How to build a data science pipeline
Start with y. Concentrate on formalizing the predictive problem, building the workflow, and turning it into production rather than optimizing your predictive model. Once the former is done, the latter is easy.
There is no debate on how a well-functioning predictive workflow works when it is finally put into production. Data sources are transformed into a set of features or indicators X, describing each instance (client, piece of equipment, asset) on which the prediction will act on. A predictor then turns X into an actionable piece of information y_pred (will the client churn?, will the equipment fail?, will the asset price go up?). In certain fluid markets (e.g., ad targeting) the prediction is then monetized through a fully automated process, in other cases it is used as decision support with a human in the loop.
This sounds simple, yet examples of working and well-monetized predictive workflows are rare. Companies struggle with the building process. The questions they need to ask are:
- Who builds this workflow? What are the roles and expertises I need to cover?
- What is the building process? What are the steps, and what expertise I need at each step?
- What are the costs and risks at any of those steps, and how do I control them?

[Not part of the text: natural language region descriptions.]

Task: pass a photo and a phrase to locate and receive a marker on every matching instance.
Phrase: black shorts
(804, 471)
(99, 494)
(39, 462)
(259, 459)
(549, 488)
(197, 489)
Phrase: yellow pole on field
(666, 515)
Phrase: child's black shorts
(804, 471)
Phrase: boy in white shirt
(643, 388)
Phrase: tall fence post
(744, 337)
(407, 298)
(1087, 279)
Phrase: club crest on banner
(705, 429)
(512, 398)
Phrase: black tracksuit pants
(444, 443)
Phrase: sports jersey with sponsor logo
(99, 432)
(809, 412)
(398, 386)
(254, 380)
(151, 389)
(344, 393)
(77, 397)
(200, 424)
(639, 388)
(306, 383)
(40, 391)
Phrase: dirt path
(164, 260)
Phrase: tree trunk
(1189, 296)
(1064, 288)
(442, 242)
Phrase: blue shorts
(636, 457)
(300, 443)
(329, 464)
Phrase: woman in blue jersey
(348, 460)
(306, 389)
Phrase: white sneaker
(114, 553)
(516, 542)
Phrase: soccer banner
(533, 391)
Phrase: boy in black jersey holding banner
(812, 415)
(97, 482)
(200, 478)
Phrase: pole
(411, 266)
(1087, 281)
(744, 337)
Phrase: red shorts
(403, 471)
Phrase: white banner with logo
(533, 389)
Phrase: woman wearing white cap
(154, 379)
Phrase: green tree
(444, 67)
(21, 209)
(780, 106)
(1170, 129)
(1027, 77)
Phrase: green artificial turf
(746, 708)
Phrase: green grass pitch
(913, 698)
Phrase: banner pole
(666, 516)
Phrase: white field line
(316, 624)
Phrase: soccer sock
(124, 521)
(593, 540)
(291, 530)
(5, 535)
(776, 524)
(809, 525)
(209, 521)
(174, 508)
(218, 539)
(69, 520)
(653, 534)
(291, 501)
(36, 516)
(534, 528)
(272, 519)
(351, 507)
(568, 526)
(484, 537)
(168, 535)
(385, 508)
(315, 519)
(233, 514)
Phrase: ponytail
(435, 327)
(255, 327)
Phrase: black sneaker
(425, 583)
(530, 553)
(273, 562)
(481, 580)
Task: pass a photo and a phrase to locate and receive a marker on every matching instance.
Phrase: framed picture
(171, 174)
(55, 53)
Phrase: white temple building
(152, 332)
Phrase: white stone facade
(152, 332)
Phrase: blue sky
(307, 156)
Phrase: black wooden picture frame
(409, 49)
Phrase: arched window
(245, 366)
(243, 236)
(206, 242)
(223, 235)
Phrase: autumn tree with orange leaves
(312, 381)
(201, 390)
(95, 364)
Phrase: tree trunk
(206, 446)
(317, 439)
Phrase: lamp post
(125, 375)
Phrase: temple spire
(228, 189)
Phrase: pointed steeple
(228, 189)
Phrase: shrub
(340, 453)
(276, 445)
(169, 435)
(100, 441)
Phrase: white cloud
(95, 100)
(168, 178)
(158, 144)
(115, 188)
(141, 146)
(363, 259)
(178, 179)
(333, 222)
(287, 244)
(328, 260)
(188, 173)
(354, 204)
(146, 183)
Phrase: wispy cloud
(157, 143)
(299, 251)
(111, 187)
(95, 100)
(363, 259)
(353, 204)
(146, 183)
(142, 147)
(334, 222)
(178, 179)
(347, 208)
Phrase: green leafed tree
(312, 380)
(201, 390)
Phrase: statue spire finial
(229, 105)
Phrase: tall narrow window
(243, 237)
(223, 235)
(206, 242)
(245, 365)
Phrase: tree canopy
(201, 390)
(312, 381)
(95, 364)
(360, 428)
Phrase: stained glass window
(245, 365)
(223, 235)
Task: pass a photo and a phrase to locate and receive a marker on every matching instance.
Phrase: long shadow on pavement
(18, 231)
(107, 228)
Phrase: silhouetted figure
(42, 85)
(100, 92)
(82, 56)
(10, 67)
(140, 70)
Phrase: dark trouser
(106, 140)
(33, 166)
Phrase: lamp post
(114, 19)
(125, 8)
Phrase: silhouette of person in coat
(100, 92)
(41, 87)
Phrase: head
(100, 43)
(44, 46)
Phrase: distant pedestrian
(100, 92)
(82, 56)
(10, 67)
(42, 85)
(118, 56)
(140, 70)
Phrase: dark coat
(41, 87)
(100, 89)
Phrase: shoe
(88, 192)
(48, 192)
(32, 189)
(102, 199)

Hype around data challenges gave the false impression that the data scientist and the predictive score are the main drivers of the process. Even industrial processes (e.g., CRISP-DM and Dataiku) that have been around since the nineties usually put the data scientist in the center and deployment at the end of the process. While they are not wrong, they are mostly irrelevant. Building and optimizing the predictor is easy. What is hard is finding the business problem and the KPI that it will improve, hunting and transforming the data into digestible instances, defining the steps of the workflow, putting it into production, and organizing the model maintenance and regular update.
Companies usually start by what seems to be a no brainer: asking their IT departments to put in place the big data infrastructure and build a data lake. They then hire their first data scientists. These experts, fresh off school and a handful of Kaggle challenges, armed with the data science toolkit, are eager to put their hands on the data. They can predict anything, and they do! They talk to the business unit, they find reasonable prediction targets for which labels exist already, they try a dozen models, hyperopt them, and choose the best. They build POCs and send reports to the business unit. And then start again.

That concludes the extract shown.